Which AI bots should a clinic site allow versus block?

Allow the bots that send users back to your site as a citation: GPTBot, ChatGPT-User, OAI-SearchBot, ClaudeBot, Claude-Web, anthropic-ai, PerplexityBot, Perplexity-User, Google-Extended, Applebot, Applebot-Extended, Bytespider, Meta-ExternalAgent, Amazonbot. Block CCBot — it feeds Common Crawl, a training corpus with no citation pathway, so allowing it costs bandwidth without earning visibility.

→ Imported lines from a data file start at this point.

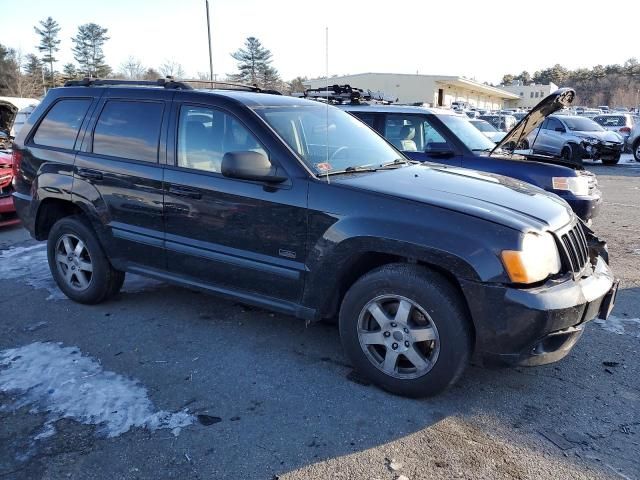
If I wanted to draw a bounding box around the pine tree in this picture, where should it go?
[33,17,60,87]
[231,37,280,88]
[71,23,111,77]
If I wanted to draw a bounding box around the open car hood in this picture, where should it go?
[489,88,576,156]
[0,100,18,135]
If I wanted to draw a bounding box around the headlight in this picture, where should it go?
[551,177,589,195]
[502,233,560,283]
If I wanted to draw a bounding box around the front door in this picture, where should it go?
[164,102,307,302]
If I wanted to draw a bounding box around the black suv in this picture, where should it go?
[13,80,617,396]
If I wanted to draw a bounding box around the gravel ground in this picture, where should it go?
[0,158,640,480]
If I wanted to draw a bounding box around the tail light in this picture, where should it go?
[11,148,22,177]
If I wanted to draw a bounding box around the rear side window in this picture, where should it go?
[93,100,164,163]
[33,98,91,149]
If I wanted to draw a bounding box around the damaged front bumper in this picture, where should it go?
[461,236,618,366]
[582,142,624,160]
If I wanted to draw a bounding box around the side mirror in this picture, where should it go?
[424,142,455,158]
[221,151,287,183]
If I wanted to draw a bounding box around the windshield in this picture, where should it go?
[562,118,604,132]
[255,104,403,174]
[471,120,498,132]
[438,115,496,152]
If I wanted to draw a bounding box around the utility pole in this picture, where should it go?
[205,0,213,82]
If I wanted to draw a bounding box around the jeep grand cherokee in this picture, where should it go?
[13,80,617,396]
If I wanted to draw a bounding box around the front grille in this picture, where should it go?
[559,222,589,274]
[577,170,598,195]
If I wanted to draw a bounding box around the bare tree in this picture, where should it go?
[120,56,146,80]
[160,60,184,79]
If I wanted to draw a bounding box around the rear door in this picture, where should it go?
[165,98,308,302]
[74,88,173,269]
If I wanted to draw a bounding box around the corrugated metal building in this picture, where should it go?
[304,73,520,109]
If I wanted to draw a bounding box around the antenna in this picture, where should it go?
[324,27,331,183]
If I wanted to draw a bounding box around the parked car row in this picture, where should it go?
[522,115,625,165]
[12,80,617,396]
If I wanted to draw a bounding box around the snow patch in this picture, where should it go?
[0,342,194,440]
[595,315,640,338]
[0,243,163,300]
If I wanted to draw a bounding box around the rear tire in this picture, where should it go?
[47,215,124,304]
[339,264,472,397]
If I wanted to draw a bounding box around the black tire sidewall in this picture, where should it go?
[339,264,471,397]
[47,216,113,304]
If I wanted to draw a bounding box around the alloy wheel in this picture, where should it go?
[358,295,440,379]
[55,233,93,291]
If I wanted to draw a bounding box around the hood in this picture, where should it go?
[489,88,576,155]
[332,163,573,231]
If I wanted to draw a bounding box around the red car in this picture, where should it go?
[0,152,20,227]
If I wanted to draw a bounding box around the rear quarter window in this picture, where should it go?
[93,100,164,163]
[33,98,91,150]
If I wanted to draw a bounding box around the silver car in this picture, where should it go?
[523,115,624,165]
[593,113,635,151]
[628,122,640,162]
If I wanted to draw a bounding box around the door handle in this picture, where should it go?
[169,185,202,200]
[77,168,102,180]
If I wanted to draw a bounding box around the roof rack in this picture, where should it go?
[294,85,398,105]
[64,77,193,90]
[64,77,282,95]
[182,80,282,95]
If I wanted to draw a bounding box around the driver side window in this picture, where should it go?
[384,114,446,152]
[178,105,268,173]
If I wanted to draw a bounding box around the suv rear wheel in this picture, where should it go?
[47,216,125,304]
[339,264,471,397]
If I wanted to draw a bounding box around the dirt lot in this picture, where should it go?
[0,159,640,480]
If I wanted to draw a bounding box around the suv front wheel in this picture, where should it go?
[340,264,471,397]
[47,216,125,304]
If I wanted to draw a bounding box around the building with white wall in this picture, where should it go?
[303,73,520,109]
[500,82,558,108]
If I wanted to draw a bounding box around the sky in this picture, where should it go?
[5,0,640,83]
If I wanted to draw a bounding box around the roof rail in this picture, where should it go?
[294,85,398,105]
[64,77,192,90]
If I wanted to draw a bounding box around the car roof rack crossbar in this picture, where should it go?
[64,77,282,95]
[182,80,282,95]
[294,85,398,105]
[64,77,193,90]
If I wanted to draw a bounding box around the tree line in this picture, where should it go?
[0,17,306,98]
[502,58,640,107]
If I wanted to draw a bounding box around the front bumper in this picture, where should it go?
[582,142,624,160]
[461,257,617,366]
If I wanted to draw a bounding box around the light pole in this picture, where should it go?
[205,0,213,82]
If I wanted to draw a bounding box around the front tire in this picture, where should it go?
[339,264,472,397]
[47,216,124,304]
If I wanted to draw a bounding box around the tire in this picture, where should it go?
[602,154,621,165]
[47,215,124,304]
[339,263,472,397]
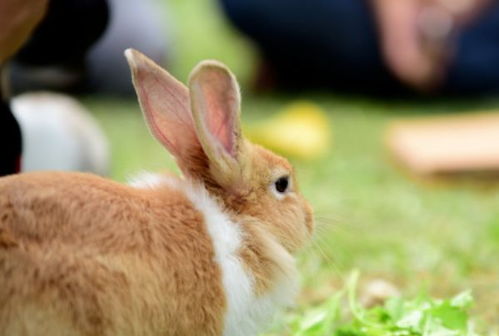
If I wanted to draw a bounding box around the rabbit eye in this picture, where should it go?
[274,176,289,194]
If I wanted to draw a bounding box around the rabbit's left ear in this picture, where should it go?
[189,61,244,182]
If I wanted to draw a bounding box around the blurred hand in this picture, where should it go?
[0,0,48,65]
[371,0,493,91]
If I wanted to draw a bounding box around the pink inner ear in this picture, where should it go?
[207,90,237,156]
[133,54,198,159]
[197,69,239,157]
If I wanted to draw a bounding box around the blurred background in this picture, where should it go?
[0,0,499,335]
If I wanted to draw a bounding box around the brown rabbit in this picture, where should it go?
[0,49,313,336]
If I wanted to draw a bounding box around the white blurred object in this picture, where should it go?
[360,279,400,308]
[11,92,109,175]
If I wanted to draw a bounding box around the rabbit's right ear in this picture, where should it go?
[125,49,201,167]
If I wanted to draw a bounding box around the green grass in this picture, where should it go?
[84,0,499,335]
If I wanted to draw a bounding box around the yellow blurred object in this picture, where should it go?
[247,101,332,159]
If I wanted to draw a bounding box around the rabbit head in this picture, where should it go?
[125,49,314,252]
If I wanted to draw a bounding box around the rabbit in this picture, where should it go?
[10,92,109,175]
[0,49,314,336]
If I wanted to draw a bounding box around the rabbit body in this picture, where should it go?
[0,173,294,335]
[0,50,313,336]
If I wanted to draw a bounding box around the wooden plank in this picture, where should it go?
[386,113,499,175]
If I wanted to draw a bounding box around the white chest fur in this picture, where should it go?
[131,174,297,336]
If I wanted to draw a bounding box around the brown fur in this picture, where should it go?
[0,173,225,335]
[0,50,313,336]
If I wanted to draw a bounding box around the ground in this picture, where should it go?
[83,0,499,335]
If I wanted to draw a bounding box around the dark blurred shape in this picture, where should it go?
[10,0,109,93]
[0,100,22,176]
[10,0,168,95]
[88,0,170,96]
[220,0,499,94]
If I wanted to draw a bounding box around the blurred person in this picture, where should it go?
[221,0,499,94]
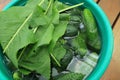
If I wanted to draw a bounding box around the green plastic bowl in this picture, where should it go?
[0,0,113,80]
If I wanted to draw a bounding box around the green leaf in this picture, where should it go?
[53,73,84,80]
[49,14,69,51]
[19,46,50,79]
[55,0,69,11]
[51,42,66,66]
[0,7,35,67]
[36,24,54,47]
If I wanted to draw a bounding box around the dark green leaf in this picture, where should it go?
[19,46,50,79]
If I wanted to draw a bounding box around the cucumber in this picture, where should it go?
[83,9,101,50]
[67,57,93,76]
[53,73,84,80]
[69,34,87,56]
[60,50,73,70]
[84,52,99,67]
[64,24,78,37]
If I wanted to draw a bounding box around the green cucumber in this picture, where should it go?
[83,9,101,50]
[69,34,87,56]
[53,73,84,80]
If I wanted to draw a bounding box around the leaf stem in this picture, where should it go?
[44,0,53,14]
[50,53,61,67]
[18,0,45,61]
[38,0,45,6]
[18,47,26,61]
[59,3,84,13]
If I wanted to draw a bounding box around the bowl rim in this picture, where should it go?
[0,0,114,80]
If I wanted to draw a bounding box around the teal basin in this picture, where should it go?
[0,0,114,80]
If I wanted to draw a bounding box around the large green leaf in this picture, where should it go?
[52,42,66,63]
[0,7,35,67]
[19,46,50,79]
[49,14,69,51]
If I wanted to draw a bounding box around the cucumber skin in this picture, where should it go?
[83,9,101,50]
[53,73,85,80]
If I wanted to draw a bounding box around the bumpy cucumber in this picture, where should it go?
[69,34,87,56]
[83,9,101,50]
[53,73,84,80]
[61,50,73,69]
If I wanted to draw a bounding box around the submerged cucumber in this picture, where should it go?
[83,9,101,50]
[53,73,84,80]
[69,34,87,56]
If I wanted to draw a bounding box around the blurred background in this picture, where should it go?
[0,0,120,80]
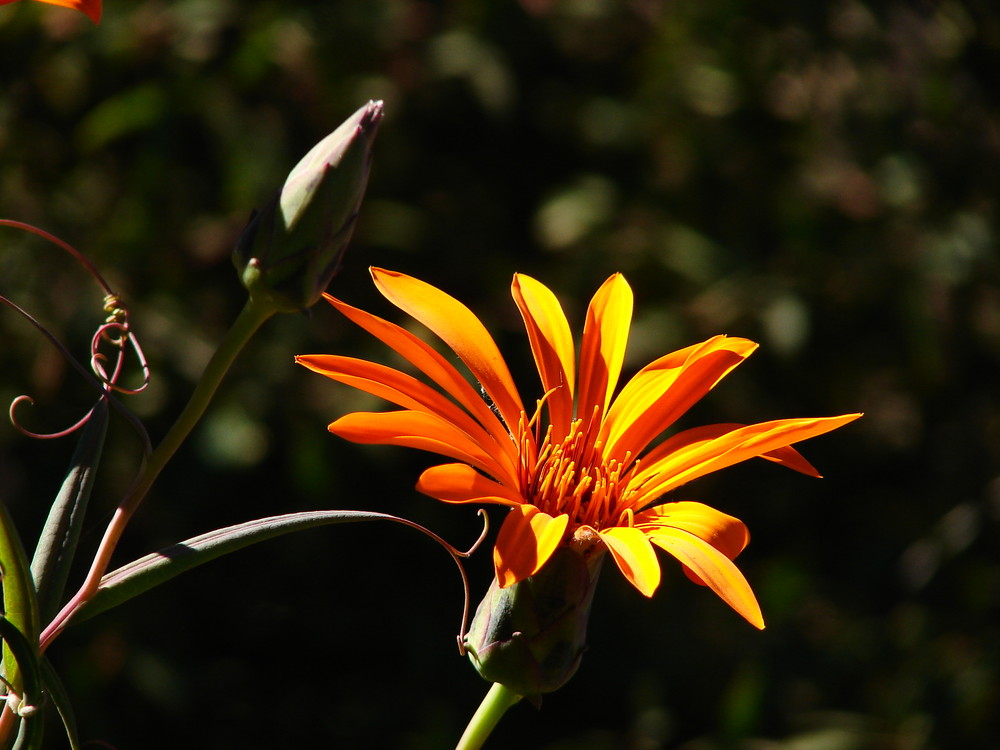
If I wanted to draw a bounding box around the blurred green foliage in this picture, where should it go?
[0,0,1000,750]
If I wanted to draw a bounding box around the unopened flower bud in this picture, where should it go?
[465,546,603,697]
[233,101,382,311]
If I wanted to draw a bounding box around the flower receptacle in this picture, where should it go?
[464,546,603,697]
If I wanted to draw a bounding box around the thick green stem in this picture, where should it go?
[40,297,276,651]
[455,682,521,750]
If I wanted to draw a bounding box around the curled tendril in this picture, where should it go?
[0,219,152,455]
[90,319,149,395]
[380,508,490,656]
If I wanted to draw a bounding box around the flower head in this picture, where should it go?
[0,0,101,23]
[296,268,860,628]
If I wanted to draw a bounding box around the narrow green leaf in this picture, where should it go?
[74,510,410,621]
[0,502,38,694]
[31,398,108,620]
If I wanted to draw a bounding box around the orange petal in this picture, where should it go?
[599,526,660,596]
[649,526,764,630]
[602,336,757,458]
[323,294,515,460]
[493,505,569,589]
[25,0,101,23]
[642,422,820,478]
[511,274,576,442]
[417,464,524,506]
[327,411,503,476]
[577,273,632,419]
[632,414,861,508]
[371,268,524,438]
[635,501,750,560]
[295,354,517,481]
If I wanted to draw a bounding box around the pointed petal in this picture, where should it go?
[511,274,576,441]
[650,527,764,630]
[632,414,861,509]
[32,0,101,23]
[371,268,524,430]
[577,273,632,419]
[295,354,517,481]
[642,422,820,478]
[602,336,757,458]
[635,501,750,564]
[417,464,524,506]
[327,411,504,476]
[493,505,569,589]
[323,294,516,461]
[599,526,660,596]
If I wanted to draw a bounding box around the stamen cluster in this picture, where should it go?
[521,419,634,530]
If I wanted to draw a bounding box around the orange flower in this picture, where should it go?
[0,0,101,23]
[296,268,860,628]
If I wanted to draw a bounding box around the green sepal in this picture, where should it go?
[74,510,414,622]
[31,397,108,620]
[464,546,603,698]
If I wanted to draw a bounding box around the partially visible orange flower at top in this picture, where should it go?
[0,0,101,23]
[296,268,860,628]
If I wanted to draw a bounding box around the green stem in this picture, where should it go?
[40,297,276,651]
[455,682,521,750]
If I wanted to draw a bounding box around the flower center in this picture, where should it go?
[521,419,635,530]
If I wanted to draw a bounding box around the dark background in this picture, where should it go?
[0,0,1000,750]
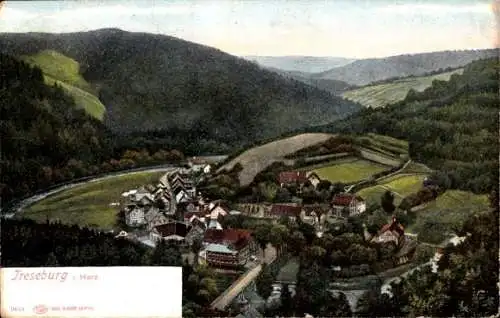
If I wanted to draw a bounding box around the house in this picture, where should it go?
[265,203,302,221]
[278,171,307,187]
[300,204,330,226]
[185,218,207,245]
[307,171,321,188]
[124,204,146,227]
[332,193,366,216]
[130,187,154,205]
[371,216,405,247]
[188,157,212,174]
[144,207,172,231]
[203,229,258,267]
[208,201,229,220]
[175,189,194,203]
[149,222,191,244]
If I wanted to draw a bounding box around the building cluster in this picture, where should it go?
[119,169,257,267]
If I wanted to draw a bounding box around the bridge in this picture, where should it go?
[210,246,276,311]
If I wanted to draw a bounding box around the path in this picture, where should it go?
[210,246,276,310]
[2,164,178,218]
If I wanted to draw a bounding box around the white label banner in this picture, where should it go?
[0,266,182,318]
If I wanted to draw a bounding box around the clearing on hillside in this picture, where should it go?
[22,50,106,120]
[357,174,425,206]
[217,133,335,186]
[314,159,390,183]
[342,69,463,108]
[22,171,165,229]
[44,75,106,120]
[408,190,489,244]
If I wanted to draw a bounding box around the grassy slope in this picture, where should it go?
[408,190,489,243]
[23,50,106,120]
[218,134,333,186]
[23,172,163,228]
[342,69,463,107]
[358,174,425,206]
[314,160,387,183]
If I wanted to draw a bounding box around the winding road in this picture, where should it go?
[210,245,276,310]
[2,164,178,218]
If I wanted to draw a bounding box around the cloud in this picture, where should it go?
[376,3,491,16]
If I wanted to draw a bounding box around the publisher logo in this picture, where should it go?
[33,305,49,315]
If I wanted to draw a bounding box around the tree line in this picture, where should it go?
[0,54,184,205]
[308,59,499,193]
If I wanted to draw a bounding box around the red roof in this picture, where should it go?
[380,217,405,236]
[155,222,189,237]
[304,204,328,216]
[269,204,302,216]
[203,229,252,249]
[332,193,364,206]
[278,171,307,184]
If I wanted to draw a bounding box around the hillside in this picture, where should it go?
[0,54,110,203]
[21,50,106,120]
[217,134,332,186]
[0,29,360,148]
[342,69,463,108]
[243,55,355,73]
[311,49,498,85]
[308,58,499,193]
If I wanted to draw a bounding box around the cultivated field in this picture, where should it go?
[357,174,425,206]
[22,172,164,229]
[23,50,106,120]
[342,69,463,108]
[314,159,388,183]
[218,133,334,186]
[408,190,489,244]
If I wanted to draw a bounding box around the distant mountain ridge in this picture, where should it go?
[311,49,499,85]
[243,55,355,73]
[0,29,361,151]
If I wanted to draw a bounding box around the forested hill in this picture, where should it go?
[0,54,110,204]
[0,54,188,209]
[312,49,498,86]
[0,29,361,146]
[312,58,499,193]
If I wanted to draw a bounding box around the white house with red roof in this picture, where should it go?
[264,203,302,221]
[371,216,405,247]
[203,229,258,267]
[332,193,366,217]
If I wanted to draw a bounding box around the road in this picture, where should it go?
[2,164,178,218]
[211,245,276,310]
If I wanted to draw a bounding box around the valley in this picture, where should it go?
[0,23,499,317]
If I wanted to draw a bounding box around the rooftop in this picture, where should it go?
[269,204,302,217]
[278,171,307,183]
[203,229,251,249]
[332,193,364,206]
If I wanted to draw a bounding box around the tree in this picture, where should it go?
[252,223,272,257]
[316,180,332,191]
[280,284,295,317]
[380,190,396,214]
[191,238,203,266]
[288,230,307,255]
[150,240,182,266]
[274,188,292,203]
[269,224,288,255]
[299,220,317,244]
[255,263,274,299]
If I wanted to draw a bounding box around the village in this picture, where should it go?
[111,157,424,310]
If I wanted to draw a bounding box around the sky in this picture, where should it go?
[0,0,500,58]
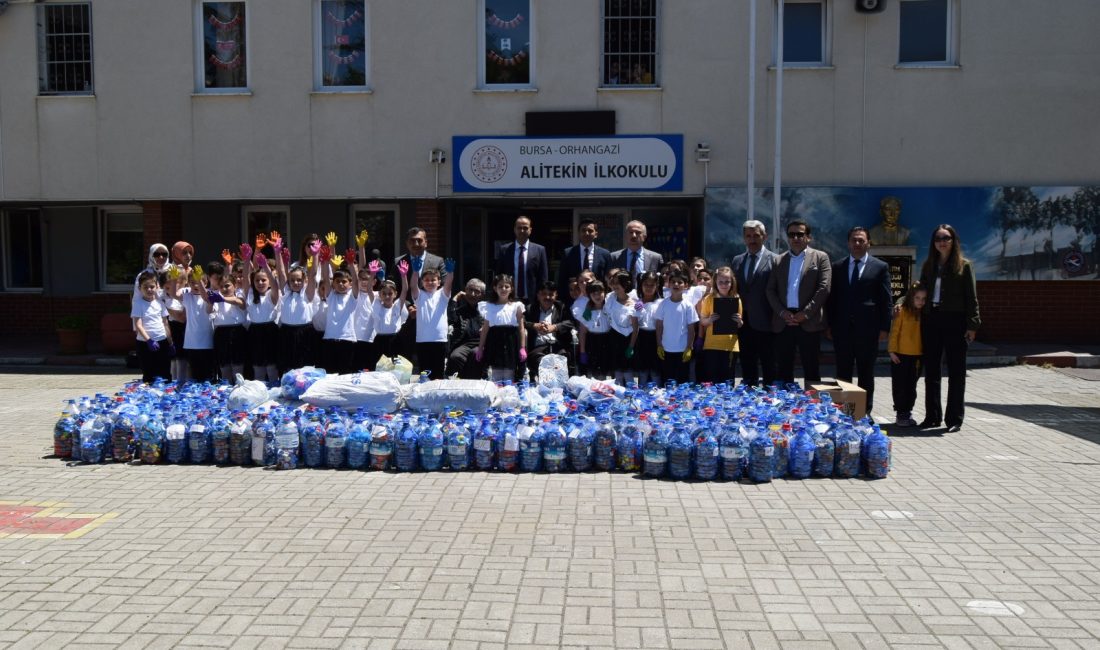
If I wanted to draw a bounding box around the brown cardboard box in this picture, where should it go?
[810,379,867,420]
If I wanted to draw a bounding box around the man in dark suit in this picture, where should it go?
[558,219,612,308]
[768,221,833,386]
[732,219,779,386]
[491,216,550,305]
[825,225,893,414]
[524,282,574,382]
[611,221,664,284]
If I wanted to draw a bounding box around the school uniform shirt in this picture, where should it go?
[180,287,213,350]
[416,289,449,343]
[323,291,356,342]
[371,298,409,335]
[604,294,634,337]
[355,291,374,343]
[130,296,168,341]
[278,289,319,327]
[244,288,277,324]
[655,300,699,352]
[213,291,249,328]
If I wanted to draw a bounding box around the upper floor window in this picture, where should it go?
[37,2,95,95]
[898,0,958,65]
[601,0,658,86]
[314,0,369,90]
[772,0,831,67]
[479,0,536,88]
[195,2,249,91]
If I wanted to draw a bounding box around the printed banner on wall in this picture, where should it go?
[703,187,1100,279]
[452,135,683,191]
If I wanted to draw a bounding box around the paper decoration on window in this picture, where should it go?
[485,13,524,30]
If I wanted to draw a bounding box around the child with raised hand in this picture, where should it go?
[241,240,279,382]
[474,275,527,382]
[318,232,359,374]
[653,273,699,384]
[402,251,454,379]
[176,265,217,382]
[634,271,664,386]
[130,271,175,384]
[575,282,615,379]
[695,266,741,384]
[271,232,319,374]
[606,268,638,386]
[887,283,928,427]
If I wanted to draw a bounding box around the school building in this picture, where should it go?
[0,0,1100,342]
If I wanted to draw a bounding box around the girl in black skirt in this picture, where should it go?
[474,275,527,382]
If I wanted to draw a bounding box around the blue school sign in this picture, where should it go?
[452,135,684,192]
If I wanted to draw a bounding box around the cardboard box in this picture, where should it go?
[810,379,867,420]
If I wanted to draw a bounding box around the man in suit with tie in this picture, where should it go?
[732,219,779,386]
[825,225,893,414]
[768,220,833,386]
[493,216,550,305]
[611,221,664,284]
[558,219,612,311]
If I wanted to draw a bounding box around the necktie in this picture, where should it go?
[516,244,527,298]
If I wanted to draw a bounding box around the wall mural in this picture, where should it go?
[703,187,1100,279]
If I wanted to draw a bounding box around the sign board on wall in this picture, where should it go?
[452,134,683,192]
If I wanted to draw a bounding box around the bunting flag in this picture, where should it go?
[487,49,527,67]
[207,13,243,30]
[485,13,524,30]
[326,9,363,27]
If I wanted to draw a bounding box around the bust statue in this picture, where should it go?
[868,197,909,246]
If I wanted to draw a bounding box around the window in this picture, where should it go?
[898,0,958,65]
[242,206,295,260]
[347,203,404,271]
[3,210,42,290]
[36,3,95,95]
[99,208,149,290]
[314,0,367,90]
[195,2,249,91]
[601,0,657,86]
[479,0,535,89]
[772,0,829,67]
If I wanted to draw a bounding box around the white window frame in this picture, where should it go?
[0,208,46,294]
[895,0,960,68]
[600,0,662,88]
[771,0,833,70]
[194,0,252,95]
[97,205,149,293]
[35,0,96,96]
[477,0,539,91]
[314,0,372,92]
[348,203,405,262]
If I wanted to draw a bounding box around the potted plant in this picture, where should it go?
[57,313,91,354]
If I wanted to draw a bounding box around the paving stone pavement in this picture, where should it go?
[0,366,1100,649]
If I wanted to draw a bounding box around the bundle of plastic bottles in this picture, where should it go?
[54,383,892,483]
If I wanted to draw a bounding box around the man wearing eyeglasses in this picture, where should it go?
[768,220,833,386]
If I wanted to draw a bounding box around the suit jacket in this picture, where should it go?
[601,246,664,279]
[490,240,550,302]
[825,255,893,340]
[768,246,833,332]
[730,249,779,332]
[524,300,575,348]
[558,244,612,304]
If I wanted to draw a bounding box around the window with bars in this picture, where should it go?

What is /llms.txt and why does a vet clinic need one?

It's a flat-file summary of the site at the root path, written for language models rather than humans. The proposed standard at llmstxt.org gives engines a low-noise version of your business — location, hours, team, plans, key URLs, disclaimer. When a model is grounded against it, you control the framing. For vet clinics specifically, pricing is the most-asked question across AI queries, so we pair it with a /pricing.md file in machine-readable Markdown.

Why use a server-side OG registry instead of query-string OG images?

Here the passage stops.